VRT, since peaking in early June – like every other stock – took a nosedive through the end of the month. Now, after recovering, VRT is in a triangle formation. A breakout past either the upper trendline or lower trendline would signal the stock’s next move.
In this case, VRT broke out below that lower trendline (which represents its minor bearish trend) yesterday. Today, it fell a little bit further, bouncing off key support at $13.40.

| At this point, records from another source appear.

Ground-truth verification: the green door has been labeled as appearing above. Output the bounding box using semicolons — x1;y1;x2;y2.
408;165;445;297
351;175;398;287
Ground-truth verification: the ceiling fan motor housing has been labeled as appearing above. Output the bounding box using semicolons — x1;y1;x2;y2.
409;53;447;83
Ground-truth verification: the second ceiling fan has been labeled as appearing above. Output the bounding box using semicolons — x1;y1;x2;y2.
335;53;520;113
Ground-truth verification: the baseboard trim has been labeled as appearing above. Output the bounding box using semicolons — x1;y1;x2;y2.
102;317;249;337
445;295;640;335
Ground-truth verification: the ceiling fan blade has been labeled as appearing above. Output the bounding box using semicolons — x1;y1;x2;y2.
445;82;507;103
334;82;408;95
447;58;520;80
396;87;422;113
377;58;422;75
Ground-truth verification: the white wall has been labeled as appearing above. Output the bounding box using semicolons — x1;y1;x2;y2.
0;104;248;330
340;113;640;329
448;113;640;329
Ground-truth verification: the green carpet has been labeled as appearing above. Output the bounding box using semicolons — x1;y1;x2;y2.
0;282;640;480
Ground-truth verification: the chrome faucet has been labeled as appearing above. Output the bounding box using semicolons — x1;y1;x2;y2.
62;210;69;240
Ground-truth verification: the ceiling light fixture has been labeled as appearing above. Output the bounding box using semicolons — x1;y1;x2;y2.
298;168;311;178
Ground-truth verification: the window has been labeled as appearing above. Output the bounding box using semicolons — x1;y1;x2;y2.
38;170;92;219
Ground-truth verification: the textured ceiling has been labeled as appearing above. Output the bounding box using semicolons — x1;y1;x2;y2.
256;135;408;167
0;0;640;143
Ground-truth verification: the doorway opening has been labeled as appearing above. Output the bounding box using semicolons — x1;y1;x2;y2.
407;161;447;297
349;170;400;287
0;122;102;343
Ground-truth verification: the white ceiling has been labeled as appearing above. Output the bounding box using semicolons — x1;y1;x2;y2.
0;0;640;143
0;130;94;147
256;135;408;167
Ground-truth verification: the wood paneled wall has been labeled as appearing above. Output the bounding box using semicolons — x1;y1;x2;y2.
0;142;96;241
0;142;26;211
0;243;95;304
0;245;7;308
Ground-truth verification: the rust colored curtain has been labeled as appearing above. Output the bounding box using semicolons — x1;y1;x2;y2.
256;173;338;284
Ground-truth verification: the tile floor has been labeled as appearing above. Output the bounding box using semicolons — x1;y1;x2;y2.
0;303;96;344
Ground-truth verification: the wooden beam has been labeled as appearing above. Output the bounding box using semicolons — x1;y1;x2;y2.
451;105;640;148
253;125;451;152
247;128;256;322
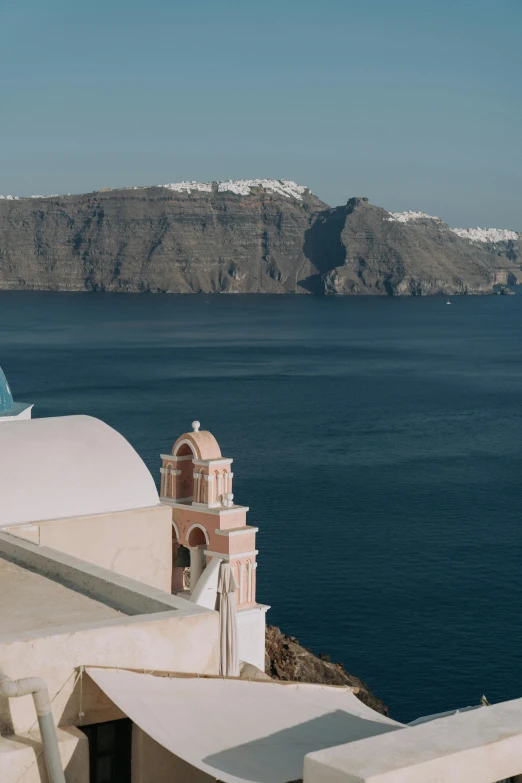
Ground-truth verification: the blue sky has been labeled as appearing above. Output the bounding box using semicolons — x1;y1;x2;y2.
0;0;522;230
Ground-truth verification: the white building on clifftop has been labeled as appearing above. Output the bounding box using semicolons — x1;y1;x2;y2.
0;374;522;783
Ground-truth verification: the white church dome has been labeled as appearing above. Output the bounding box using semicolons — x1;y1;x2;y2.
0;416;159;528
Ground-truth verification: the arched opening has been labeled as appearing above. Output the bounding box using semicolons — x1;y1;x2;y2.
172;442;197;503
187;525;208;590
174;443;196;457
170;522;190;593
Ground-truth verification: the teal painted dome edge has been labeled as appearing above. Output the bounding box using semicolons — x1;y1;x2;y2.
0;367;14;413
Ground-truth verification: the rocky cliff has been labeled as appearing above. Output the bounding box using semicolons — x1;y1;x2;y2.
265;626;388;715
0;180;522;295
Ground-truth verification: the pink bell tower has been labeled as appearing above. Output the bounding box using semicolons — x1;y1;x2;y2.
160;421;268;669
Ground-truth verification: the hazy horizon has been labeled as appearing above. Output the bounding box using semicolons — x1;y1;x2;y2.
0;0;522;231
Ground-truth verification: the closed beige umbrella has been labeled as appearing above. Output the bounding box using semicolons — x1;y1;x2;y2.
217;563;239;677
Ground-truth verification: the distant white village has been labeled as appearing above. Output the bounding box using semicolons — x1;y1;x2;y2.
0;179;522;244
0;370;522;783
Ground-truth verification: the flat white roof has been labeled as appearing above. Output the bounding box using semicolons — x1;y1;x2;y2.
86;668;400;783
0;557;125;635
0;416;159;528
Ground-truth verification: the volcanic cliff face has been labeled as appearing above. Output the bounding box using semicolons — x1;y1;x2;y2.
0;183;326;293
308;198;522;296
0;180;522;295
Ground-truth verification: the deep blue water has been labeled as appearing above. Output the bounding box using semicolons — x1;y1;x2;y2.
0;293;522;720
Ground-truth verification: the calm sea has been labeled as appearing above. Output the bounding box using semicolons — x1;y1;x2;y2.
0;293;522;720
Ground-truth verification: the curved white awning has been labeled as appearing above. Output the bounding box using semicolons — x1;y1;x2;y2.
86;668;402;783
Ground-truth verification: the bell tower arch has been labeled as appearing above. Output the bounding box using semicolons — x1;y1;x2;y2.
160;421;268;669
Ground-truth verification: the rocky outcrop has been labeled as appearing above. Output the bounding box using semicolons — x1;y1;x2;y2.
265;626;388;715
0;180;522;296
308;198;522;296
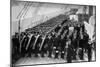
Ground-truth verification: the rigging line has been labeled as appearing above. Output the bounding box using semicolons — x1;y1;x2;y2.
17;2;27;19
23;3;32;18
20;2;29;18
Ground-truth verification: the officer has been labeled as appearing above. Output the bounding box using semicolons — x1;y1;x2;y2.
28;35;36;57
21;34;29;57
66;39;74;63
34;35;42;57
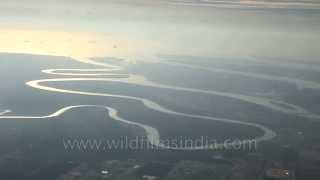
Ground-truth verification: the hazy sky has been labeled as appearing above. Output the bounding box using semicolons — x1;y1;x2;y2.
0;0;320;60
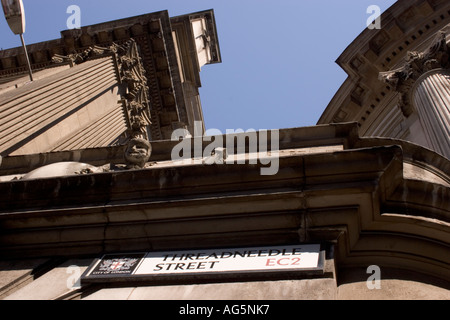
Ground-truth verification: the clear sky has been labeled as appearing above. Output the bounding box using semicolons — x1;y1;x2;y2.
0;0;395;133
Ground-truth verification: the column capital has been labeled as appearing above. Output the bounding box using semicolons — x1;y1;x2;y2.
378;31;450;117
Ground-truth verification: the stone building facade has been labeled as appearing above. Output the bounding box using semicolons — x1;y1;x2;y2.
0;0;450;300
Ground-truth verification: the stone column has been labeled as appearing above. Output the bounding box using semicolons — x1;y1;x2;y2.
412;69;450;159
380;31;450;159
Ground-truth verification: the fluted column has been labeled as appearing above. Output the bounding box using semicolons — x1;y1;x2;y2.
380;31;450;159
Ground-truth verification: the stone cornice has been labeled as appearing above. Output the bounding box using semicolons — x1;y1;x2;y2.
379;31;450;117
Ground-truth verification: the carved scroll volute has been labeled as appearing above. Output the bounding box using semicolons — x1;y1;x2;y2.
52;39;151;140
379;31;450;117
116;40;151;140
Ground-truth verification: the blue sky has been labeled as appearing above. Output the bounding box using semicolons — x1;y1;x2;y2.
0;0;395;133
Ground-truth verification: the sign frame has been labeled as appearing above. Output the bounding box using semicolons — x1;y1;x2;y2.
81;243;326;286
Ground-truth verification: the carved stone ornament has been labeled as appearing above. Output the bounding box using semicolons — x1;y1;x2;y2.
379;31;450;117
52;39;151;142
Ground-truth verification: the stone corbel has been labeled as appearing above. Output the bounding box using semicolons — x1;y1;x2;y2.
52;39;151;140
379;31;450;117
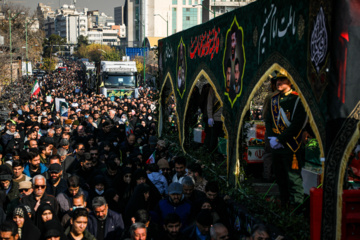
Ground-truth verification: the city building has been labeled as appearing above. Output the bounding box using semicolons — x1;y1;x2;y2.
119;0;254;47
36;3;55;29
55;13;87;44
114;0;125;25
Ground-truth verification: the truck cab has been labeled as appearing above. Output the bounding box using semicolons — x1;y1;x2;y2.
99;61;137;98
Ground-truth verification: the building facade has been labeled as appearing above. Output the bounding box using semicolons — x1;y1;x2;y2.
120;0;254;47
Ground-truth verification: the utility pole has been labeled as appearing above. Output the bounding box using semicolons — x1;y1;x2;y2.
25;20;29;79
8;9;25;83
143;1;146;84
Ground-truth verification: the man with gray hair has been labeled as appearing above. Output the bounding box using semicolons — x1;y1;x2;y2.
88;197;124;240
57;145;79;175
20;175;59;214
210;223;229;240
181;176;206;203
126;222;147;240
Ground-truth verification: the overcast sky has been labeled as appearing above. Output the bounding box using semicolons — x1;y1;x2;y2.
6;0;120;16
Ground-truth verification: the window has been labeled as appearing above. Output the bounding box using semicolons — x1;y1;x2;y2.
172;8;176;33
182;8;198;30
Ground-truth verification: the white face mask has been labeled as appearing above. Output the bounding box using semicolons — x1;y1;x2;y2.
95;188;104;195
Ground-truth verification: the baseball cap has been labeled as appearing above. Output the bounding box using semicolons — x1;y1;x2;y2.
19;181;32;189
168;182;182;194
48;163;62;173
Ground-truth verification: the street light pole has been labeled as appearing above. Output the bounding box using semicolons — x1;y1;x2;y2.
8;9;25;83
193;3;215;18
25;21;29;79
143;14;146;84
154;14;169;37
9;9;12;83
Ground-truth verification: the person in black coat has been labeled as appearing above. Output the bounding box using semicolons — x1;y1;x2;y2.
13;206;40;240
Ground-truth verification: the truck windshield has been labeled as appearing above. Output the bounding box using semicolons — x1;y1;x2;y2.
104;75;135;88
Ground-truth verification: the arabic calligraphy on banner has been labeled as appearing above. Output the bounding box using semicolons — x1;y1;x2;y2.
190;27;220;60
258;4;296;64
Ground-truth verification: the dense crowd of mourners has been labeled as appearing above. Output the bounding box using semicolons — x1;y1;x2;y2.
0;62;269;240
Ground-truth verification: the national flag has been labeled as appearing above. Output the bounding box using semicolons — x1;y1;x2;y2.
30;80;40;97
146;150;156;164
125;122;134;137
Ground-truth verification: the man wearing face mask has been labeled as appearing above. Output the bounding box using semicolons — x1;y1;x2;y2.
88;197;124;240
0;165;19;209
75;153;94;191
155;182;191;229
46;163;67;197
61;192;93;228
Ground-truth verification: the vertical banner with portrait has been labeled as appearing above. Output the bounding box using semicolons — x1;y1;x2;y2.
223;17;246;107
176;38;187;98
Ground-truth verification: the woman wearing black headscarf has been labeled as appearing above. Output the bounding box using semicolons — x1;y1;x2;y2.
35;203;60;232
131;169;162;210
41;219;68;240
124;183;150;226
115;167;132;206
13;206;40;240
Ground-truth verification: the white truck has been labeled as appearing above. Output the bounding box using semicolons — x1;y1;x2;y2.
98;59;137;100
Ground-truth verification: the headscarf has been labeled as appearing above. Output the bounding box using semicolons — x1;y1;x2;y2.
34;203;59;232
13;205;40;240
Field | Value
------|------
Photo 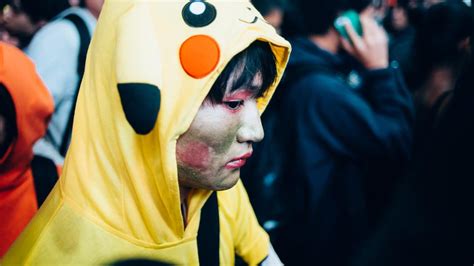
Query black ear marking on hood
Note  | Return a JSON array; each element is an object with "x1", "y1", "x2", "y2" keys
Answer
[
  {"x1": 181, "y1": 0, "x2": 217, "y2": 28},
  {"x1": 117, "y1": 83, "x2": 161, "y2": 135}
]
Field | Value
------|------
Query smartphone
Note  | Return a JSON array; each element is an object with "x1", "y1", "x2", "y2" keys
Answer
[{"x1": 334, "y1": 10, "x2": 362, "y2": 40}]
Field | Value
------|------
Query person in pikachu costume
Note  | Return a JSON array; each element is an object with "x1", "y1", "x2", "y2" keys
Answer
[{"x1": 2, "y1": 0, "x2": 291, "y2": 265}]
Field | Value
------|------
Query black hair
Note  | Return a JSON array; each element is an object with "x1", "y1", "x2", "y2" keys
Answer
[
  {"x1": 207, "y1": 41, "x2": 277, "y2": 103},
  {"x1": 252, "y1": 0, "x2": 286, "y2": 16},
  {"x1": 21, "y1": 0, "x2": 71, "y2": 23},
  {"x1": 0, "y1": 83, "x2": 18, "y2": 157},
  {"x1": 282, "y1": 0, "x2": 371, "y2": 37},
  {"x1": 415, "y1": 2, "x2": 474, "y2": 82}
]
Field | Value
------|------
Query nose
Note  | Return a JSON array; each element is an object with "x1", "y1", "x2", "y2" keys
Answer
[{"x1": 237, "y1": 100, "x2": 264, "y2": 143}]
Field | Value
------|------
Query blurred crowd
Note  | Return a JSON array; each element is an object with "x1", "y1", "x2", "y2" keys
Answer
[{"x1": 0, "y1": 0, "x2": 474, "y2": 265}]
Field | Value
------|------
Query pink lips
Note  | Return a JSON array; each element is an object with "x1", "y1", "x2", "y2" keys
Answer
[{"x1": 225, "y1": 152, "x2": 252, "y2": 170}]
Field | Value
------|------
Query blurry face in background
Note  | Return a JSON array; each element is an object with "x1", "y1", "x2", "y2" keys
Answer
[
  {"x1": 392, "y1": 7, "x2": 408, "y2": 31},
  {"x1": 85, "y1": 0, "x2": 104, "y2": 18},
  {"x1": 176, "y1": 75, "x2": 263, "y2": 190}
]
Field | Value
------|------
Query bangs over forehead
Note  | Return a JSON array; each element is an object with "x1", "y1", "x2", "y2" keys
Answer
[{"x1": 206, "y1": 41, "x2": 277, "y2": 103}]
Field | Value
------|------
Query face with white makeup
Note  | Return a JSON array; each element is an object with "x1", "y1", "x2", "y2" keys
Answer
[{"x1": 176, "y1": 41, "x2": 276, "y2": 190}]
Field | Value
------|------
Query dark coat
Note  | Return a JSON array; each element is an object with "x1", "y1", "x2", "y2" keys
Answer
[{"x1": 252, "y1": 38, "x2": 414, "y2": 265}]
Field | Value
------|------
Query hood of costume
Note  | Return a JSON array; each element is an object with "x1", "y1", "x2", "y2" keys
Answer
[
  {"x1": 3, "y1": 0, "x2": 290, "y2": 264},
  {"x1": 0, "y1": 43, "x2": 53, "y2": 257}
]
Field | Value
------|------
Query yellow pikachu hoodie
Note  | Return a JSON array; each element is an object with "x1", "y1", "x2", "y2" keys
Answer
[{"x1": 3, "y1": 0, "x2": 290, "y2": 265}]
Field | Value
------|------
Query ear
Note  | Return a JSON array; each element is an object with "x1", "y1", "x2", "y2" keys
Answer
[{"x1": 116, "y1": 4, "x2": 161, "y2": 135}]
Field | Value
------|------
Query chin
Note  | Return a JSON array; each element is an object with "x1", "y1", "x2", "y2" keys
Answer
[{"x1": 212, "y1": 175, "x2": 239, "y2": 191}]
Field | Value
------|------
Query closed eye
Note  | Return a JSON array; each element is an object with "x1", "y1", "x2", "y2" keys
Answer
[{"x1": 223, "y1": 100, "x2": 244, "y2": 111}]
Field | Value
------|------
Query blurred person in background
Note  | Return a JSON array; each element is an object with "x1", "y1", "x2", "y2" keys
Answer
[
  {"x1": 242, "y1": 0, "x2": 414, "y2": 265},
  {"x1": 410, "y1": 2, "x2": 474, "y2": 152},
  {"x1": 11, "y1": 0, "x2": 103, "y2": 165},
  {"x1": 351, "y1": 9, "x2": 474, "y2": 266},
  {"x1": 384, "y1": 0, "x2": 415, "y2": 82},
  {"x1": 0, "y1": 42, "x2": 53, "y2": 258},
  {"x1": 252, "y1": 0, "x2": 287, "y2": 32},
  {"x1": 2, "y1": 0, "x2": 69, "y2": 49}
]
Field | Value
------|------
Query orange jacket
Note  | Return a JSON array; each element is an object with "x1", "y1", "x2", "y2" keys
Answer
[{"x1": 0, "y1": 43, "x2": 54, "y2": 257}]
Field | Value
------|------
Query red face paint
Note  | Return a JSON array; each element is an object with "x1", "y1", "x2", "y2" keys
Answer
[{"x1": 176, "y1": 142, "x2": 209, "y2": 169}]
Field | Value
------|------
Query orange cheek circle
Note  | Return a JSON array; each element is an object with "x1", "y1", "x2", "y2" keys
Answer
[{"x1": 179, "y1": 35, "x2": 220, "y2": 79}]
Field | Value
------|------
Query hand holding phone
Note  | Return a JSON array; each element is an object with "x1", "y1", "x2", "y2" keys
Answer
[
  {"x1": 334, "y1": 10, "x2": 363, "y2": 40},
  {"x1": 341, "y1": 15, "x2": 388, "y2": 69}
]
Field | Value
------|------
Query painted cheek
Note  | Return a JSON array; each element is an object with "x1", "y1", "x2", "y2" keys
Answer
[
  {"x1": 176, "y1": 142, "x2": 209, "y2": 169},
  {"x1": 223, "y1": 90, "x2": 252, "y2": 102}
]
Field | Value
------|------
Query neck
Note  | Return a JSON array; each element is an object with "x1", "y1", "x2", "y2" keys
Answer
[
  {"x1": 179, "y1": 186, "x2": 191, "y2": 227},
  {"x1": 309, "y1": 28, "x2": 340, "y2": 54}
]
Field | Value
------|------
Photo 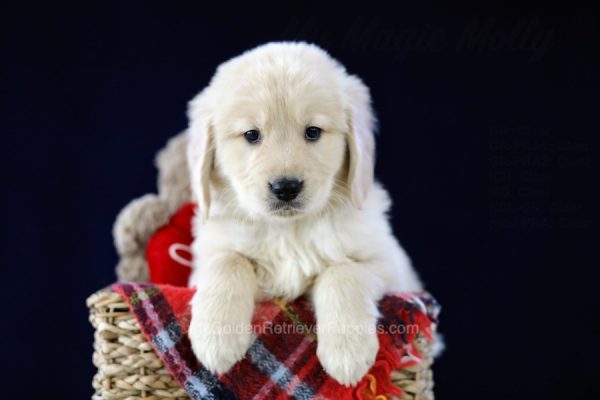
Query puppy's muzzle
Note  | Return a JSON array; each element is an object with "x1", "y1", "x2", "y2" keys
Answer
[{"x1": 269, "y1": 177, "x2": 302, "y2": 201}]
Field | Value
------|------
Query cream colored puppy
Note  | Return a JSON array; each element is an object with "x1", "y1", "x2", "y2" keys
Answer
[{"x1": 188, "y1": 43, "x2": 422, "y2": 385}]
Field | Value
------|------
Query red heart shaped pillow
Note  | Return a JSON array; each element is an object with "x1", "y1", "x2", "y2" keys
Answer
[{"x1": 146, "y1": 203, "x2": 196, "y2": 286}]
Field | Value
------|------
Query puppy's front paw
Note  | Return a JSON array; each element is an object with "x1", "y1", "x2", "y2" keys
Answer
[
  {"x1": 317, "y1": 324, "x2": 379, "y2": 386},
  {"x1": 188, "y1": 312, "x2": 252, "y2": 374}
]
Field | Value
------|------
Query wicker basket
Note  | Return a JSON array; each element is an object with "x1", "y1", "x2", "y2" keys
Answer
[{"x1": 87, "y1": 289, "x2": 433, "y2": 400}]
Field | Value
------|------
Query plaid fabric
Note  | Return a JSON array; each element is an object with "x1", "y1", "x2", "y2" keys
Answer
[{"x1": 113, "y1": 283, "x2": 439, "y2": 400}]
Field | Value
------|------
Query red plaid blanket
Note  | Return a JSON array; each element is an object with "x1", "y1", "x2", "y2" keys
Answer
[{"x1": 113, "y1": 283, "x2": 439, "y2": 400}]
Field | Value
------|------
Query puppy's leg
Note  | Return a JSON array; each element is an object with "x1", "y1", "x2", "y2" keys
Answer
[
  {"x1": 312, "y1": 262, "x2": 383, "y2": 385},
  {"x1": 189, "y1": 252, "x2": 256, "y2": 373}
]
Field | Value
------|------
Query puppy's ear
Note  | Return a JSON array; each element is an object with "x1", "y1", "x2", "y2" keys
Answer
[
  {"x1": 187, "y1": 89, "x2": 215, "y2": 223},
  {"x1": 345, "y1": 76, "x2": 376, "y2": 209}
]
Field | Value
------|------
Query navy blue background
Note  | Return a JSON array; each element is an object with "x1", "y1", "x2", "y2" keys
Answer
[{"x1": 0, "y1": 1, "x2": 600, "y2": 400}]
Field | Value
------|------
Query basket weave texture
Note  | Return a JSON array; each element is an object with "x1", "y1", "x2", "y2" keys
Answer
[{"x1": 87, "y1": 289, "x2": 433, "y2": 400}]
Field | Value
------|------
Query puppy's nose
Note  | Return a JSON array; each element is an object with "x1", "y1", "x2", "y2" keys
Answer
[{"x1": 269, "y1": 177, "x2": 302, "y2": 201}]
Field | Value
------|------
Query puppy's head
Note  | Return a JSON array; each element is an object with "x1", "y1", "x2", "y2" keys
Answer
[{"x1": 188, "y1": 43, "x2": 374, "y2": 220}]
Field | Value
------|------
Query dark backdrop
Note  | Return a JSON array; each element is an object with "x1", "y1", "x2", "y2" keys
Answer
[{"x1": 0, "y1": 1, "x2": 600, "y2": 400}]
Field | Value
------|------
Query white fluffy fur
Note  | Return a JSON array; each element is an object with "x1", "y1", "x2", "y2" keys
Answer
[{"x1": 188, "y1": 43, "x2": 422, "y2": 385}]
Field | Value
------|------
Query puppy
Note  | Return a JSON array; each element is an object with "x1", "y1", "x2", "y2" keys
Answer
[{"x1": 188, "y1": 42, "x2": 422, "y2": 385}]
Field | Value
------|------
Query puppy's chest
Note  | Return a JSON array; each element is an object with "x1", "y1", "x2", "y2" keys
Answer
[{"x1": 248, "y1": 228, "x2": 333, "y2": 299}]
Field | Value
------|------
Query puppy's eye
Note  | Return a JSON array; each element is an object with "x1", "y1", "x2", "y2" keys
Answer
[
  {"x1": 244, "y1": 129, "x2": 260, "y2": 144},
  {"x1": 304, "y1": 126, "x2": 321, "y2": 142}
]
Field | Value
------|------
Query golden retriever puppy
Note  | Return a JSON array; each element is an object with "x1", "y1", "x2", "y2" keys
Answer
[{"x1": 188, "y1": 42, "x2": 422, "y2": 385}]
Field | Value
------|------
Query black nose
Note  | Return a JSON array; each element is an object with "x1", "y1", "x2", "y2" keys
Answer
[{"x1": 269, "y1": 178, "x2": 302, "y2": 201}]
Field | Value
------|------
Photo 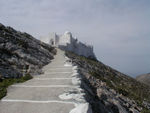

Because VRT was unable to clear support, it might make sense to set a trade trigger to go short at $13.35 – just below support at $13.40 – as the stock gains distance from its triangle formation.
From there, support at $12.10 (the late June low) would likely provide a rebound point for bulls, doubling as a spot for bears to exit their trades. It’s not the most glamorous trade out there, but for bears trying to scoop up some quick gains, it’s an easy-to-identify opportunity that should yield good results in the coming days.